20-Minute Plan and 60-Minute Plan
20-minute quiz prep plan
- List 3 key events in Daisy and Gatsby’s relationship, in chronological order, in your notes.
- Write one sentence connecting each event to a major theme (class, nostalgia, the American Dream).
- Quiz yourself on the difference between Gatsby’s idealized Daisy and the real Daisy’s actual choices.
60-minute essay prep plan
- Pull 4 specific plot details related to Daisy and Gatsby that support a thesis about idealism and. reality.
- Draft a full thesis statement and 2 body paragraph topic sentences using those details.

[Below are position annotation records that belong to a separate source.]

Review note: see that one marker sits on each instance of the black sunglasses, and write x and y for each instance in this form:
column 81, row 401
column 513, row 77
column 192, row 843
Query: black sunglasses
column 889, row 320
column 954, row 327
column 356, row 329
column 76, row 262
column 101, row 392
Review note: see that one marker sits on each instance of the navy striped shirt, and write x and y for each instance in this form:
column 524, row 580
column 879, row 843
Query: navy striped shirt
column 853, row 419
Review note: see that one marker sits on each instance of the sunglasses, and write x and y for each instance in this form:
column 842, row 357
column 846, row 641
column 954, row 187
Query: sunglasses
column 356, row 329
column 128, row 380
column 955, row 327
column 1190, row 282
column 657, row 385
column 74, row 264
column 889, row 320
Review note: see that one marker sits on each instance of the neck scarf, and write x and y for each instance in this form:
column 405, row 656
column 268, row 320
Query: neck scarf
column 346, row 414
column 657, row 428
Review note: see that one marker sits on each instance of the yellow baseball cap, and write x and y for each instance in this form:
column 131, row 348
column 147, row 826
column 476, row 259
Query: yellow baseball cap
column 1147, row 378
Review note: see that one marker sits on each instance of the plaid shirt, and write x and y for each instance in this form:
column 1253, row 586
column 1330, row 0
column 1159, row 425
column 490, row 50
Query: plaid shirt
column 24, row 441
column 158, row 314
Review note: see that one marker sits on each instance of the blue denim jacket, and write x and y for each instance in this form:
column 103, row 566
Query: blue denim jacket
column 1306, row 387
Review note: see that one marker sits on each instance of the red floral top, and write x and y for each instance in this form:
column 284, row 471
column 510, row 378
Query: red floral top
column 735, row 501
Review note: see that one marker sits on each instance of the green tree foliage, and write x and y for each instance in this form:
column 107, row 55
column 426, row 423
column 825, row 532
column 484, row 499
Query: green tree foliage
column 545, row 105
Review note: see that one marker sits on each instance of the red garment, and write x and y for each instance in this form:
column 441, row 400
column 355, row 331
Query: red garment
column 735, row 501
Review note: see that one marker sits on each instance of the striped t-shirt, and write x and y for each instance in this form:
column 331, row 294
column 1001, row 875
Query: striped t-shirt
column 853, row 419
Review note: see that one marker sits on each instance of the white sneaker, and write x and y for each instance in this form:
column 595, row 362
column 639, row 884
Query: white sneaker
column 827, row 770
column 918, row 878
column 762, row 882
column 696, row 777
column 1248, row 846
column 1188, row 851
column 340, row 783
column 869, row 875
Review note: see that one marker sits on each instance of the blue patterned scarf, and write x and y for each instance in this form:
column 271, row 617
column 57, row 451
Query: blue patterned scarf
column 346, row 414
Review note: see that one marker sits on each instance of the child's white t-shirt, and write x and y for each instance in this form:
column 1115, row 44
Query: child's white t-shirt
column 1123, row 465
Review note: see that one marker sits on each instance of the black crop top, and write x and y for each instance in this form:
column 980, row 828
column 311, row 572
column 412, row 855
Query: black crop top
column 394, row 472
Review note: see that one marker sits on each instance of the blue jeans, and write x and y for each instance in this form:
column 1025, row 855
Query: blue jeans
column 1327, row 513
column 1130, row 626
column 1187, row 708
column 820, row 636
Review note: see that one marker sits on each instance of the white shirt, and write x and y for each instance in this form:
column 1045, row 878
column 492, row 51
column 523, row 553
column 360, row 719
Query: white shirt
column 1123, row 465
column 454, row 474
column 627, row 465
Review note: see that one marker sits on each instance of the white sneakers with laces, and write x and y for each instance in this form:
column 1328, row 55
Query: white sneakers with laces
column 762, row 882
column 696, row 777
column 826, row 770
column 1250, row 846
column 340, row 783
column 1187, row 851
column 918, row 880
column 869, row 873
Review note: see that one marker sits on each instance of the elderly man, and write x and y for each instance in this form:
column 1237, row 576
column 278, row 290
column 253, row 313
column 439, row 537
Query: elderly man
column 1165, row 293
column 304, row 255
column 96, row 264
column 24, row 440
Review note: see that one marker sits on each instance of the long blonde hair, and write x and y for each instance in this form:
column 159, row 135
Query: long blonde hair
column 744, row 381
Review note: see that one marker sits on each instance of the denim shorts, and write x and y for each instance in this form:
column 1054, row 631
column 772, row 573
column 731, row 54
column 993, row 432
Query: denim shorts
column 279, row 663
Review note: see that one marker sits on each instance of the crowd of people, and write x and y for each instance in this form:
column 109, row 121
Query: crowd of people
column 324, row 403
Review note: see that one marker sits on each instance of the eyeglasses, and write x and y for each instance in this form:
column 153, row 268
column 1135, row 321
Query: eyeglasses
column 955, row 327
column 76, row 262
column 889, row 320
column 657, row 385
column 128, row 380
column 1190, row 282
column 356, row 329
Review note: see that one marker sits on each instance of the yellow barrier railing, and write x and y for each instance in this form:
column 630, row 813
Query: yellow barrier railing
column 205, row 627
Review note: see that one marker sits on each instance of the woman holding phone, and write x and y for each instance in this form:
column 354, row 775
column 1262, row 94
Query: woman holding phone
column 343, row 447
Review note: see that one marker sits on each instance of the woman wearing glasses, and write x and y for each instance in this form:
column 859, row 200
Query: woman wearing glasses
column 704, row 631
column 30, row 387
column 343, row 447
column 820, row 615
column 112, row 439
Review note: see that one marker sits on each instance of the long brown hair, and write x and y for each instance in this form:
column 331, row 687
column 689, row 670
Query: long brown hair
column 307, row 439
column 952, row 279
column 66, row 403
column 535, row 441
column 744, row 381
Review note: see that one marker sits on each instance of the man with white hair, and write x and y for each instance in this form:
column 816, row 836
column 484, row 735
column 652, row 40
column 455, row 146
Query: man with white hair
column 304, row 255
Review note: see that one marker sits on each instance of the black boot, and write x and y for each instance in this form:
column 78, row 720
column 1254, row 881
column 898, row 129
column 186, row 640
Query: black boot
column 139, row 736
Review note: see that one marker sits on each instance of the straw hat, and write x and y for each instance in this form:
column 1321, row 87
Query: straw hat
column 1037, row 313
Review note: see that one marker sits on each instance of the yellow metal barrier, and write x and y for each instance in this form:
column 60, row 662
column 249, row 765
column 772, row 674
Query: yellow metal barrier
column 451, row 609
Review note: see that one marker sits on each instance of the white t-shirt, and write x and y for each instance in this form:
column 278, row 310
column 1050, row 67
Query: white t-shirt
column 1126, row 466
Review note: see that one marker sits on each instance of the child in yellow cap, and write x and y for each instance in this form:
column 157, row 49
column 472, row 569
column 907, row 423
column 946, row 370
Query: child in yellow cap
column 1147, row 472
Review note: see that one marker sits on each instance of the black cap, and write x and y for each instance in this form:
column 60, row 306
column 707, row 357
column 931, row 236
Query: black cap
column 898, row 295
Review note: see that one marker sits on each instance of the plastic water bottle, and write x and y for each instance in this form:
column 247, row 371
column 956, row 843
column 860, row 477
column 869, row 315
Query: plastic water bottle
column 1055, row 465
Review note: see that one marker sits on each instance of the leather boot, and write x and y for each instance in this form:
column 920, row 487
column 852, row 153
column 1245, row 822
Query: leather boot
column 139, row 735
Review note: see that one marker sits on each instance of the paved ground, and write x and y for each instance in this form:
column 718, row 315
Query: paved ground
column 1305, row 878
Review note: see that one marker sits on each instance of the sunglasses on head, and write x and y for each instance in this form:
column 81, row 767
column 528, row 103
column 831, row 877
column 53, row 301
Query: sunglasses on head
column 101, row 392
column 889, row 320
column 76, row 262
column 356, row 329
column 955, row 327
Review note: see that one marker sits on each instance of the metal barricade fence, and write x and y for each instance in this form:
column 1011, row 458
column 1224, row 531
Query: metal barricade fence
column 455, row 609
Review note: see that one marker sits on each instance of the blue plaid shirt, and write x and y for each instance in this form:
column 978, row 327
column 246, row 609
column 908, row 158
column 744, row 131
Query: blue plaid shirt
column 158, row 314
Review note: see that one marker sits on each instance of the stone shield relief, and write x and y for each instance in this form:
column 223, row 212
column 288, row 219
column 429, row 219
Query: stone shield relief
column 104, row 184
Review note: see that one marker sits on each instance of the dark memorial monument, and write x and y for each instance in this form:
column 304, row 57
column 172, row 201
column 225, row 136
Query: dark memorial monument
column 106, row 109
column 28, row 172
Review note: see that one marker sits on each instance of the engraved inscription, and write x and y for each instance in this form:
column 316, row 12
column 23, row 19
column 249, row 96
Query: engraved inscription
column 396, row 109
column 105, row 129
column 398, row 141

- Write a 3-sentence counterargument that acknowledges a common opposing interpretation of their dynamic (e.g., that Daisy is purely selfish).
- Cross-reference your points with your class notes to make sure they align with your instructor’s stated priorities for the unit.
3-Step Study Plan
Pre-reading check
Action: List what you already know about 1920s American class structure and gender norms.
Output: A 2-sentence context note that frames how these norms will shape Daisy and Gatsby’s choices.
Active reading track
Action: Mark every scene where Daisy and Gatsby interact directly as you read the novel.
Output: A 1-column list of those scenes with 1-word descriptors of the tone of each interaction (e.g., tense, hopeful, awkward).
Post-reading synthesis
Action: Map each interaction to one of the novel’s core themes.
Output: A 3-sentence synthesis of how their relationship drives the novel’s core message.